Mrs Appleyard, although the arrangement smacked vaguely of frivolity, could hardly object. The police, said Bumpher, were doing their utmost to clear up the mystery and in his opinion and that of Detective Lugg, it was essential that Edith as a key witness should be confronted with the actual scene as a spur to memory. The Headmistress, aware of Edith’s limited intelligence and unlimited obstinacy, plus a possible mild concussion, thought the expedition a waste of time and said so to Bumpher, who bluntly disagreed.
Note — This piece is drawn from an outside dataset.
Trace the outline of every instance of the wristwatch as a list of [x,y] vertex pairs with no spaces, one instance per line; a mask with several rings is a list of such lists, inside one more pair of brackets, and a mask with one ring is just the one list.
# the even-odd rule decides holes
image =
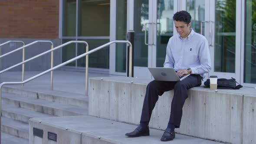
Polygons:
[[187,72],[188,73],[188,74],[191,73],[191,71],[190,68],[187,69]]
Despite a rather unprepossessing manner, Bumpher was no fool at his job and had a great deal of experience in the way different people react under police questioning. He told her: ‘All of us trying to make this girl remember may have got her more bamboozled than ever. I’ve known people with shocking memories turn into quite useful witnesses once they get back to where they started, so to speak. We’ll try and take it easy this time . . .’ And so, with a relaxing atmosphere in mind, the Constable had allowed himself to enjoy the drive with Mademoiselle sitting up beside him smart and pretty in a shady hat, and had even shouted her a brandy and soda and Edith and young Jim a lemonade, while they were changing horses at the hotel in Woodend.